The doctrine of entire sanctification, or Christian perfection, is not only an old teaching from the beginnings of Methodism. Every ordained United Methodist pastor has professed belief in and expectation of experiencing in this life. Before ordination, every candidate answers several questions as a part of the “Historic Examination for Admission into Full Connection.” Here are the first four:

  1. Have you faith in Christ?
  2. Are you going on to perfection?
  3. Do you expect to be made perfect in love in this life?
  4. Are you earnestly striving after it?

The anticipated response to each of these questions is, “Yes, by the grace of God.”

When talking about the treasure that God has entrusted to Methodism, there are two mistakes that we can make. On the one hand, this can seem like putting a heavy and impossible burden on people. I have to make myself perfect? Impossible! I may as well give up. If that is what you are thinking, I have failed to communicate well. Entire sanctification is by faith in Jesus, not faith in yourself.

You cannot make yourself perfect in love in this life. Neither can I. No one can make themselves holy. But there is one who is able: Jesus Christ the risen one! Entire sanctification is about learning to put our full trust and confidence in Jesus, keeping our eyes fixed on him, and depending on him moment by moment to enable our faith and obedience.

On the other hand, we can decide that it is all about Jesus and not about our response, and turn a blind eye to our ongoing sin. We can begin to fake it. This can and has led to legalism in some parts of our tradition, where people come up with lists of specific sins; as long as we avoid those, we are good to go. It is, of course, not hard to see that this does not encapsulate the beautiful and radical vision of holiness that is offered to us in Christ.

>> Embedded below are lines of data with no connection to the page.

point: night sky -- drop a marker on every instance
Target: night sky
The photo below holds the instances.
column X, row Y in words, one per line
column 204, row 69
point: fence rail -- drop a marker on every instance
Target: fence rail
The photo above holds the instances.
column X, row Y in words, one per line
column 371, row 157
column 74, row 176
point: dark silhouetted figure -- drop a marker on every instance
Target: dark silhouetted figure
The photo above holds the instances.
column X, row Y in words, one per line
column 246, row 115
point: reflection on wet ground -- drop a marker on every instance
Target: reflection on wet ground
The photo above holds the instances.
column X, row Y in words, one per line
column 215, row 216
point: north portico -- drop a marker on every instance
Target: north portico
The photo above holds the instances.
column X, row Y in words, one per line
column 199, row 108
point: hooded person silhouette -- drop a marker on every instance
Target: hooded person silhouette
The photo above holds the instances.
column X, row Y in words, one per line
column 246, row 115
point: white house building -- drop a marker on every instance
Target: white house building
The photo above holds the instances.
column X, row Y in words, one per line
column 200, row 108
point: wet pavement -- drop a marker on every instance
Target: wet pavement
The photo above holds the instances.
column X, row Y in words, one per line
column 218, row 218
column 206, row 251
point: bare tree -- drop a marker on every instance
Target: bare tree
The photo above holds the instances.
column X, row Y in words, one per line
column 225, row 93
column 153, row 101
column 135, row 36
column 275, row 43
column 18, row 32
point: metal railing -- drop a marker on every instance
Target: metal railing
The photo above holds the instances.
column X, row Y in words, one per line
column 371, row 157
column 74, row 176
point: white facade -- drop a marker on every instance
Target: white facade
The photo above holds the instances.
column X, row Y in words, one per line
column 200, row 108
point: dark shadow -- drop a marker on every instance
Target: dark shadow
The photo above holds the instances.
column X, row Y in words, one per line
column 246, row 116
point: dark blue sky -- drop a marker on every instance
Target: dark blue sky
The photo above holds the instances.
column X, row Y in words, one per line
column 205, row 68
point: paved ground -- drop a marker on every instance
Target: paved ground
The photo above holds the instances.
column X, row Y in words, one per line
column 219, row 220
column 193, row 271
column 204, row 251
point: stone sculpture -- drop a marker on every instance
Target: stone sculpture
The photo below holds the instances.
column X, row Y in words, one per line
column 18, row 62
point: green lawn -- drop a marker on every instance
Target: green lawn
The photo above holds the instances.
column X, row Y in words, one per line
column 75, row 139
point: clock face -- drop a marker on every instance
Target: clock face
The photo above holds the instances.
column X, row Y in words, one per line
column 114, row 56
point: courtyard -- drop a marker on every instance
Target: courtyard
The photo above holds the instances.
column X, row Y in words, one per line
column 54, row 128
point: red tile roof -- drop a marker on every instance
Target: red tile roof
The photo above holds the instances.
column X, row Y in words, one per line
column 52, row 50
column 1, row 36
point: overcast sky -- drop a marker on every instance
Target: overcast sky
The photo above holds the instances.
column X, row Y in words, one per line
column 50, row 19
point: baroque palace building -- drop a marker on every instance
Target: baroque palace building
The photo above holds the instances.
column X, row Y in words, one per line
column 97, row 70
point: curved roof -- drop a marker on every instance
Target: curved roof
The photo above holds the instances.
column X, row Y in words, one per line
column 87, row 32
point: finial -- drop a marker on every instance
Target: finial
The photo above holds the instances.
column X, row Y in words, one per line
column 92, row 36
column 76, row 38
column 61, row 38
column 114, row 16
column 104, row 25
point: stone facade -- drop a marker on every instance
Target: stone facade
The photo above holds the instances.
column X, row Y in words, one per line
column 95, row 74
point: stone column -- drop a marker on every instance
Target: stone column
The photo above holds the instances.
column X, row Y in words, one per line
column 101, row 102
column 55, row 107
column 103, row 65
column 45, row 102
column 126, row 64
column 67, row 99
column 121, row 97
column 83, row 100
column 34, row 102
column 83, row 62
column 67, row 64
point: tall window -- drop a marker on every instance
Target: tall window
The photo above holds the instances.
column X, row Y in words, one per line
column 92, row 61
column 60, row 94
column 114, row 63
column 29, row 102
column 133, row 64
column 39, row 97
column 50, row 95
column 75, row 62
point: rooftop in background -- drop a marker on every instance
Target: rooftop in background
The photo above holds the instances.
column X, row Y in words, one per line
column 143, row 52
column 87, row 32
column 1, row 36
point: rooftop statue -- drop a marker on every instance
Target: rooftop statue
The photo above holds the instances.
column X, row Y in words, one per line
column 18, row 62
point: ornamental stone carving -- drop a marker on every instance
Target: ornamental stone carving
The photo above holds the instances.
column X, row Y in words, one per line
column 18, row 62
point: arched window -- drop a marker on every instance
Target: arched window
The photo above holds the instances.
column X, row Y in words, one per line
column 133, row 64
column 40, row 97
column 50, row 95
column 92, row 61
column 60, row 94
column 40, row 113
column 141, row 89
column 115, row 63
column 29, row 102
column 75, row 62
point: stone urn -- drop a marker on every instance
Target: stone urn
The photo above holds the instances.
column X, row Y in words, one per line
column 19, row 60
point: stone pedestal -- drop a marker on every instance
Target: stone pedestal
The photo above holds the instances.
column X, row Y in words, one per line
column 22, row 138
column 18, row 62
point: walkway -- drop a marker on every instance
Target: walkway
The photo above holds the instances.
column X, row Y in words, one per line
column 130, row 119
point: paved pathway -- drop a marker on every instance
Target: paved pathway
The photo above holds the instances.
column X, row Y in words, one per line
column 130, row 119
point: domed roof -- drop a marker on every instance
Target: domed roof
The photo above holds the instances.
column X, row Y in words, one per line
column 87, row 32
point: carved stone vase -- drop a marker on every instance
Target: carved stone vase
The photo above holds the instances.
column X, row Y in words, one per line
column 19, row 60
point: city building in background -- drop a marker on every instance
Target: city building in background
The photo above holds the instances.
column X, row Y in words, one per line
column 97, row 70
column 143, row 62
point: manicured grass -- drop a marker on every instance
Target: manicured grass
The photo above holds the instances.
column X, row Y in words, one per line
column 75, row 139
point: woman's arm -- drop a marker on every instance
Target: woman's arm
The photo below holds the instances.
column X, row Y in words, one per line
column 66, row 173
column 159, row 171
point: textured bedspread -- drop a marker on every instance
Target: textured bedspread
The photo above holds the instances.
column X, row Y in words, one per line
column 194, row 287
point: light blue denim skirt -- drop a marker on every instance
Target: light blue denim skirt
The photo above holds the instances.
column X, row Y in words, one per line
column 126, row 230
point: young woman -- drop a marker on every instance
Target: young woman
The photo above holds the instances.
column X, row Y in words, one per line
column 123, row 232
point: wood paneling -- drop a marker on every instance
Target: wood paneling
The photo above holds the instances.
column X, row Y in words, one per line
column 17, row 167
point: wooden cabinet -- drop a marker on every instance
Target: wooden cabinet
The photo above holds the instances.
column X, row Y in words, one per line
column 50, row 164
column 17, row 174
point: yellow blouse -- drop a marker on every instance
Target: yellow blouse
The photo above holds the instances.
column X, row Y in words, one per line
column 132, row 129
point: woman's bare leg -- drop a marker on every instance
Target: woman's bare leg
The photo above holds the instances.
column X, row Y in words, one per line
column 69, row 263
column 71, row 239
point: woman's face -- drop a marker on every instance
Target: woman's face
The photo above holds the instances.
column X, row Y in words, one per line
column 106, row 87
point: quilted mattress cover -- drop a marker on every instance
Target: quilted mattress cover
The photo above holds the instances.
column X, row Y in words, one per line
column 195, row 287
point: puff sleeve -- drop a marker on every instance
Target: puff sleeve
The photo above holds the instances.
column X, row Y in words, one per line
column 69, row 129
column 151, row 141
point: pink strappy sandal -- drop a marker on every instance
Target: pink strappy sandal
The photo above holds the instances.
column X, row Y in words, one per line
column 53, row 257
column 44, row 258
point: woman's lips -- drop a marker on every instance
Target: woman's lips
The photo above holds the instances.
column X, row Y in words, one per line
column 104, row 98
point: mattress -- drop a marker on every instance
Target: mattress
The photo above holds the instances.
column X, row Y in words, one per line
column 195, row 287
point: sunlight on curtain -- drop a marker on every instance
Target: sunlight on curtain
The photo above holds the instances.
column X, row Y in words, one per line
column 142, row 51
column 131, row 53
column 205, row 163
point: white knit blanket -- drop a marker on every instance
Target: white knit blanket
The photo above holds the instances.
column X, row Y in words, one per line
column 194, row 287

We live in a world that is broken and hurting. People come to church looking for hope and healing. Increasingly, they are unwilling to give us much time to convince them that we actually have answers. If it appears that all we have to offer are some self-help strategies to tweak our lives and make them slightly better through the sheer force of our will, they will not stick around because they are smart enough to know that they don’t have to come to church to get that.

Here is what I am staking my life on: I believe that Jesus is real. I believe that he really lived, died on the cross, was raised from the dead on the third day, and has ascended to the right hand of God the Father. I believe that the Holy Spirit is with us now. I am staking my life on the truth of the gospel as it has been received by the church over centuries.

Entire sanctification is about the radical optimism that the grace of God is sufficient for every need. Entire sanctification makes us bold to look the world full in the face with eyes wide open to suffering and needs we know we cannot meet in our strength and have the faith to say “Jesus!” in complete trust and confidence that he is the answer.

Following Jesus will not always be easy. It may even lead to suffering. Jesus embodies perfect love and it led him to the cross for our sakes. The servant is no better than the master.

But on this side of the resurrection of Jesus Christ, I do not believe I am entitled to say that sin is more powerful than the grace of God. If God steadfastly opposes sin, and if sin is fundamentally at odds with God’s purposes, I do not believe I am entitled to say that sin must be a part of the lives of those who are in Christ. It is for freedom that Christ has set us free! Jesus not only cancels sin, as Charles Wesley, the writer of the soundtrack for our movement, has said: He breaks the power of canceled sin, he sets the prisoner free! Amen. Thanks be to God.